About the Latin American Writers Series

This series brings together Latin America’s most representative creative voices and the editorial entrepreneurs that publish them. By way of interviews and presentations of various editorial missions, the guests will shed light on a literary world shaped by the contemporary issues of the continent. Moving forward, their conversations will comprise the centerpiece of a digital archive that introduces their ideas to a global audience.

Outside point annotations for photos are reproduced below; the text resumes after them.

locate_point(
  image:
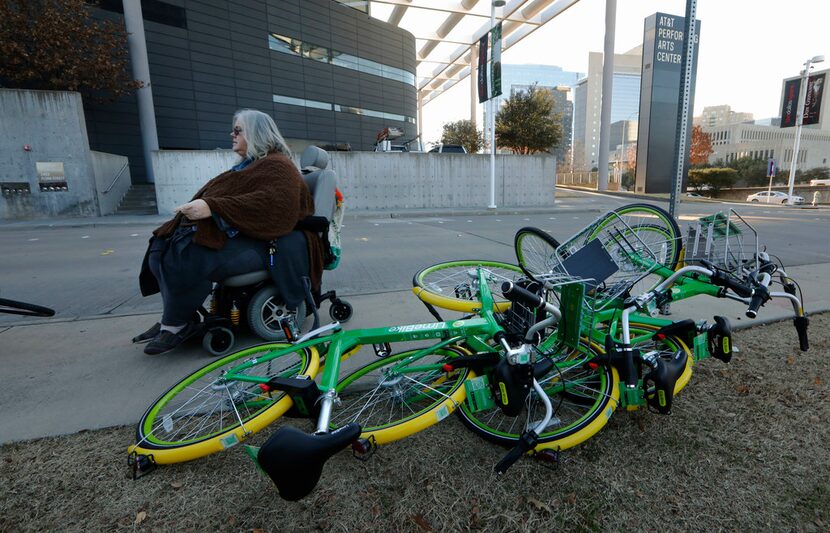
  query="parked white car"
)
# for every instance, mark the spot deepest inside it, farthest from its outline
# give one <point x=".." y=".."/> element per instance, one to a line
<point x="773" y="197"/>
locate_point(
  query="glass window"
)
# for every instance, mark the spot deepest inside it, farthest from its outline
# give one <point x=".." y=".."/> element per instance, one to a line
<point x="288" y="45"/>
<point x="302" y="102"/>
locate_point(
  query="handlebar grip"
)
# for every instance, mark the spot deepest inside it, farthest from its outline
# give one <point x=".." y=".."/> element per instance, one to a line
<point x="514" y="293"/>
<point x="759" y="296"/>
<point x="723" y="279"/>
<point x="801" y="323"/>
<point x="526" y="443"/>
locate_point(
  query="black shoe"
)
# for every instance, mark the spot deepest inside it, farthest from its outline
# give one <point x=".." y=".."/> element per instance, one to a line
<point x="168" y="340"/>
<point x="148" y="335"/>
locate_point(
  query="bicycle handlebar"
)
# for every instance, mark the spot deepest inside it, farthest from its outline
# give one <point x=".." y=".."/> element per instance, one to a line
<point x="759" y="296"/>
<point x="514" y="293"/>
<point x="12" y="307"/>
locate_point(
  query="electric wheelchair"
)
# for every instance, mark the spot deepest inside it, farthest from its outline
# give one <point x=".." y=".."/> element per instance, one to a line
<point x="251" y="300"/>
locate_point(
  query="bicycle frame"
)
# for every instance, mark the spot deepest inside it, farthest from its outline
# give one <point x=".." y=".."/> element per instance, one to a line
<point x="341" y="344"/>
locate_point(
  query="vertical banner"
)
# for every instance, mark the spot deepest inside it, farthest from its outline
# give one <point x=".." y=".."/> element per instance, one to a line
<point x="812" y="101"/>
<point x="495" y="61"/>
<point x="482" y="70"/>
<point x="790" y="105"/>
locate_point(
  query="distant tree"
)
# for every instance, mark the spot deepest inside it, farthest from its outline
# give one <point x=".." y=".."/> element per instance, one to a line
<point x="463" y="132"/>
<point x="57" y="45"/>
<point x="752" y="172"/>
<point x="714" y="179"/>
<point x="527" y="122"/>
<point x="701" y="147"/>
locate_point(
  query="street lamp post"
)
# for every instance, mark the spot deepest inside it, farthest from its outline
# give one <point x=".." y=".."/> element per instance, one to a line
<point x="799" y="118"/>
<point x="491" y="110"/>
<point x="624" y="156"/>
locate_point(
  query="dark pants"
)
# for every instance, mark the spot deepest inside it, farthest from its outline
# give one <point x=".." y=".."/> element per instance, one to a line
<point x="185" y="271"/>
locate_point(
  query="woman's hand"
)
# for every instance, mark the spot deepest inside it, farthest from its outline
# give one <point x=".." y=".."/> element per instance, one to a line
<point x="195" y="210"/>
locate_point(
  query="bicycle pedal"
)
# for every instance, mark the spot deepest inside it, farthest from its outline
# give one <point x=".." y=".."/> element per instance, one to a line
<point x="364" y="449"/>
<point x="140" y="464"/>
<point x="720" y="339"/>
<point x="549" y="458"/>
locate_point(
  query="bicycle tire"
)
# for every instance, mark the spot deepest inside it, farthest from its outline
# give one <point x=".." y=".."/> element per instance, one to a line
<point x="202" y="395"/>
<point x="392" y="405"/>
<point x="536" y="252"/>
<point x="452" y="284"/>
<point x="651" y="220"/>
<point x="673" y="343"/>
<point x="575" y="421"/>
<point x="25" y="309"/>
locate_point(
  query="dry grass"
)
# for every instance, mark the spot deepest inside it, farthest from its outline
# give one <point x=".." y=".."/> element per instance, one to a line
<point x="747" y="448"/>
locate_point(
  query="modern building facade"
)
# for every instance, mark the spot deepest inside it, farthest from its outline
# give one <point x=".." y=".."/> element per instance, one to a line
<point x="721" y="115"/>
<point x="625" y="101"/>
<point x="734" y="139"/>
<point x="328" y="74"/>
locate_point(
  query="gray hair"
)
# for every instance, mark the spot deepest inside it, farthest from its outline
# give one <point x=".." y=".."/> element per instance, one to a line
<point x="261" y="133"/>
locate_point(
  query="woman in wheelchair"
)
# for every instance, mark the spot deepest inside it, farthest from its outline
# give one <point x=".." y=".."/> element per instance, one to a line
<point x="240" y="221"/>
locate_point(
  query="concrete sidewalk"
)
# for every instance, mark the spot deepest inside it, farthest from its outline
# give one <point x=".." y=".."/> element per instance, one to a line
<point x="61" y="377"/>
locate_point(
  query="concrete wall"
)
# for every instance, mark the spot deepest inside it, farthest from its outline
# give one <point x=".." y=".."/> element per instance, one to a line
<point x="52" y="124"/>
<point x="179" y="174"/>
<point x="112" y="180"/>
<point x="371" y="181"/>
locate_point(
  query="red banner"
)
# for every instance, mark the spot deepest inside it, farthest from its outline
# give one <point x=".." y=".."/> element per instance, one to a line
<point x="812" y="101"/>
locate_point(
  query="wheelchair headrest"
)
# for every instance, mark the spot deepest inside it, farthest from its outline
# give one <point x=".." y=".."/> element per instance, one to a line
<point x="314" y="157"/>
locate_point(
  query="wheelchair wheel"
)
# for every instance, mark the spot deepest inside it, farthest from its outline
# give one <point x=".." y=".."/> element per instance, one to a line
<point x="218" y="341"/>
<point x="341" y="311"/>
<point x="266" y="311"/>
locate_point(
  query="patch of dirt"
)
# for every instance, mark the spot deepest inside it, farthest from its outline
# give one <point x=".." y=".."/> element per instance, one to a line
<point x="746" y="448"/>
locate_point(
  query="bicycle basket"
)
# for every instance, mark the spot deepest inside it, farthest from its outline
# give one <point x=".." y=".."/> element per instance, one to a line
<point x="725" y="240"/>
<point x="610" y="256"/>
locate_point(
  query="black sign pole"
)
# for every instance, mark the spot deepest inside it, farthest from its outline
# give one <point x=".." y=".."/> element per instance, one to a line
<point x="689" y="36"/>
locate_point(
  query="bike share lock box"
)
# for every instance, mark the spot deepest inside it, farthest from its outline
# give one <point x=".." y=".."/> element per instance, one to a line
<point x="479" y="397"/>
<point x="511" y="385"/>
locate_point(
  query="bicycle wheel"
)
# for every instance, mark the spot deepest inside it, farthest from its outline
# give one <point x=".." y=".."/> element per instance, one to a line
<point x="399" y="395"/>
<point x="665" y="348"/>
<point x="206" y="413"/>
<point x="583" y="399"/>
<point x="655" y="228"/>
<point x="536" y="252"/>
<point x="453" y="285"/>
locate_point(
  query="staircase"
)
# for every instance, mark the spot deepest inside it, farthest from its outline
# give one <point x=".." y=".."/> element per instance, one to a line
<point x="139" y="200"/>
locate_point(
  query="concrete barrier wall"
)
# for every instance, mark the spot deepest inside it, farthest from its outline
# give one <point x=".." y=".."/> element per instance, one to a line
<point x="112" y="180"/>
<point x="51" y="124"/>
<point x="179" y="174"/>
<point x="372" y="181"/>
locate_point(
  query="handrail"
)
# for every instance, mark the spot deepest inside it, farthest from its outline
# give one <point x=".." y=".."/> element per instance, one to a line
<point x="120" y="172"/>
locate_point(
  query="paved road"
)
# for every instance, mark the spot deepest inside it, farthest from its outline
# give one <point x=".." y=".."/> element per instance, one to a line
<point x="78" y="370"/>
<point x="91" y="271"/>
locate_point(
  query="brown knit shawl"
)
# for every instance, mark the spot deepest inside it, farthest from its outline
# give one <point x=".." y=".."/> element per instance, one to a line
<point x="264" y="200"/>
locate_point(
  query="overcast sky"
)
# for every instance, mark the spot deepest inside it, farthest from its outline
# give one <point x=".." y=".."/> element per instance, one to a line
<point x="747" y="48"/>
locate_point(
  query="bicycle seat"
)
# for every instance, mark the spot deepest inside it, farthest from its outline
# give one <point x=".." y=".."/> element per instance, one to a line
<point x="659" y="383"/>
<point x="294" y="460"/>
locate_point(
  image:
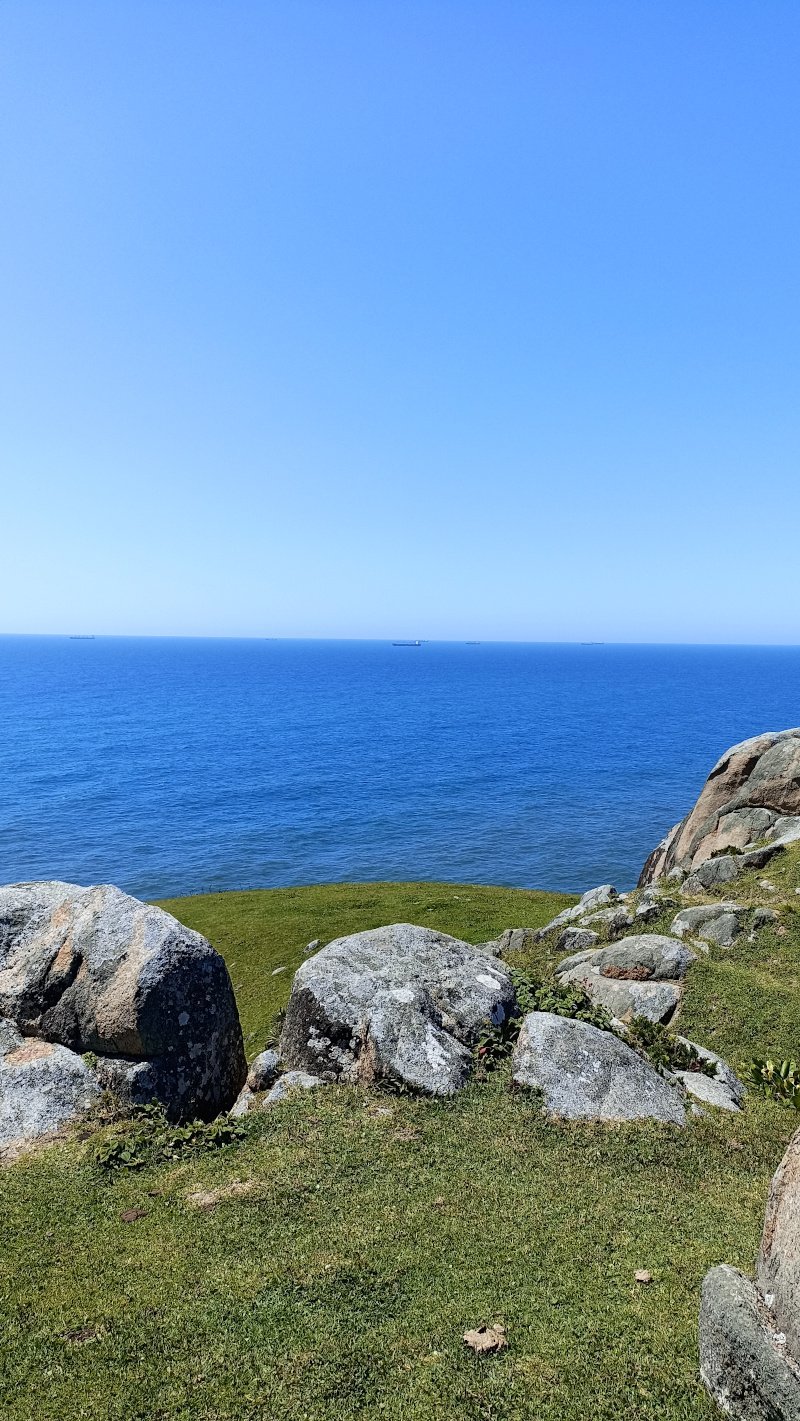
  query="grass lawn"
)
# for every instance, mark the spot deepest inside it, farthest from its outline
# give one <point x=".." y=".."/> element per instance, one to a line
<point x="355" y="1235"/>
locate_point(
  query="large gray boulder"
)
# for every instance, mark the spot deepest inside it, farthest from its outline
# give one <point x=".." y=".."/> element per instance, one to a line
<point x="777" y="1268"/>
<point x="753" y="790"/>
<point x="97" y="971"/>
<point x="743" y="1359"/>
<point x="638" y="976"/>
<point x="41" y="1087"/>
<point x="401" y="1002"/>
<point x="590" y="901"/>
<point x="750" y="1333"/>
<point x="718" y="922"/>
<point x="586" y="1073"/>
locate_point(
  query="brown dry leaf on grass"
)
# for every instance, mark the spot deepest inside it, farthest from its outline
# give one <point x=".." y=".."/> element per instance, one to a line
<point x="486" y="1339"/>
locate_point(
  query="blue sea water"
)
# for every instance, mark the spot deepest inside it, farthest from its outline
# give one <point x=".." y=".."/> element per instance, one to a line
<point x="175" y="766"/>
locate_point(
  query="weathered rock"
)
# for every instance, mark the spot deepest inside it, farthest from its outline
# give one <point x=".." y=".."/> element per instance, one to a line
<point x="760" y="857"/>
<point x="743" y="1362"/>
<point x="292" y="1080"/>
<point x="513" y="939"/>
<point x="587" y="1073"/>
<point x="265" y="1069"/>
<point x="243" y="1104"/>
<point x="637" y="976"/>
<point x="41" y="1087"/>
<point x="577" y="939"/>
<point x="615" y="921"/>
<point x="708" y="1089"/>
<point x="777" y="1268"/>
<point x="97" y="971"/>
<point x="715" y="873"/>
<point x="400" y="1002"/>
<point x="725" y="1073"/>
<point x="591" y="900"/>
<point x="749" y="790"/>
<point x="786" y="830"/>
<point x="718" y="922"/>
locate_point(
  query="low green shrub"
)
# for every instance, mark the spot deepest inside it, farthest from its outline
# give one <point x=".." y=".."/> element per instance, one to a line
<point x="147" y="1137"/>
<point x="776" y="1080"/>
<point x="664" y="1050"/>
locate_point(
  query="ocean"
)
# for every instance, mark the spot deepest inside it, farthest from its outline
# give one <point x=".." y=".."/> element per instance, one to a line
<point x="175" y="766"/>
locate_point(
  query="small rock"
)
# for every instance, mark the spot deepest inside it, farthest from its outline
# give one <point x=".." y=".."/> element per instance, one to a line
<point x="588" y="903"/>
<point x="513" y="939"/>
<point x="712" y="874"/>
<point x="718" y="922"/>
<point x="584" y="1073"/>
<point x="577" y="939"/>
<point x="292" y="1080"/>
<point x="706" y="1089"/>
<point x="265" y="1070"/>
<point x="486" y="1339"/>
<point x="243" y="1103"/>
<point x="614" y="920"/>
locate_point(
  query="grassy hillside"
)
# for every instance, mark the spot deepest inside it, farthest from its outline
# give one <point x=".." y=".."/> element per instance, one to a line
<point x="350" y="1238"/>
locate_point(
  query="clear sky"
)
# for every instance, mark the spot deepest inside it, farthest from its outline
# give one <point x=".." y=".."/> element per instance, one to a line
<point x="401" y="317"/>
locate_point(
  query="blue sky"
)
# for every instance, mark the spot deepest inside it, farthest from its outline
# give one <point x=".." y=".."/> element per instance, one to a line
<point x="401" y="317"/>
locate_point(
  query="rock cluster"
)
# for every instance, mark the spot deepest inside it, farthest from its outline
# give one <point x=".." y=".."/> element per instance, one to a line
<point x="401" y="1002"/>
<point x="750" y="1332"/>
<point x="752" y="793"/>
<point x="95" y="972"/>
<point x="586" y="1073"/>
<point x="638" y="976"/>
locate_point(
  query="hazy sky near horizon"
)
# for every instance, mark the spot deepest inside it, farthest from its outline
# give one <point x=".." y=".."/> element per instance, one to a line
<point x="401" y="317"/>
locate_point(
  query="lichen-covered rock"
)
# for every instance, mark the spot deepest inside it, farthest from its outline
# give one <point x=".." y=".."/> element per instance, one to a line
<point x="577" y="939"/>
<point x="743" y="1360"/>
<point x="97" y="971"/>
<point x="637" y="976"/>
<point x="41" y="1087"/>
<point x="590" y="901"/>
<point x="708" y="1089"/>
<point x="586" y="1073"/>
<point x="400" y="1002"/>
<point x="715" y="873"/>
<point x="752" y="790"/>
<point x="718" y="922"/>
<point x="265" y="1070"/>
<point x="614" y="921"/>
<point x="292" y="1080"/>
<point x="777" y="1269"/>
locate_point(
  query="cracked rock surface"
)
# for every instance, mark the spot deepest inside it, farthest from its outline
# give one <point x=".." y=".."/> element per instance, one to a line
<point x="752" y="793"/>
<point x="93" y="969"/>
<point x="638" y="976"/>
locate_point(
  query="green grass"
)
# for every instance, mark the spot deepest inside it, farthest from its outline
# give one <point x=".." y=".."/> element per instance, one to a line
<point x="375" y="1229"/>
<point x="267" y="930"/>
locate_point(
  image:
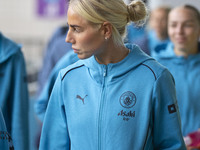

Este serie reúne a los autores más representativos de la escritura continental y los editores que los publican. A través de entrevistas y presentaciones de proyectos editoriales, los invitados explorarán los vínculos entre el mundo literario y la realidad continental. Sus conversaciones se convertirán después en el eje de un archivo digital que busca llevar estas ideas a un público global.

About the Author

Dolores Reyes was born in the western part of Buenos Aires. With degrees in Primary Education and Classics, she currently works as a teacher in a school in Pablo Podestá, just 150 meters from the burial sites of Melina Romero, Araceli Ramos, and the other victims of femicide who have impacted her life and writing. Her first novel, Cometierra, was published in 2019 in Argentina and Spain. It is currently being translated and edited for publication in the Netherlands, France, Italy, United Kingdom, Australia, Turkey, Poland, and the United States.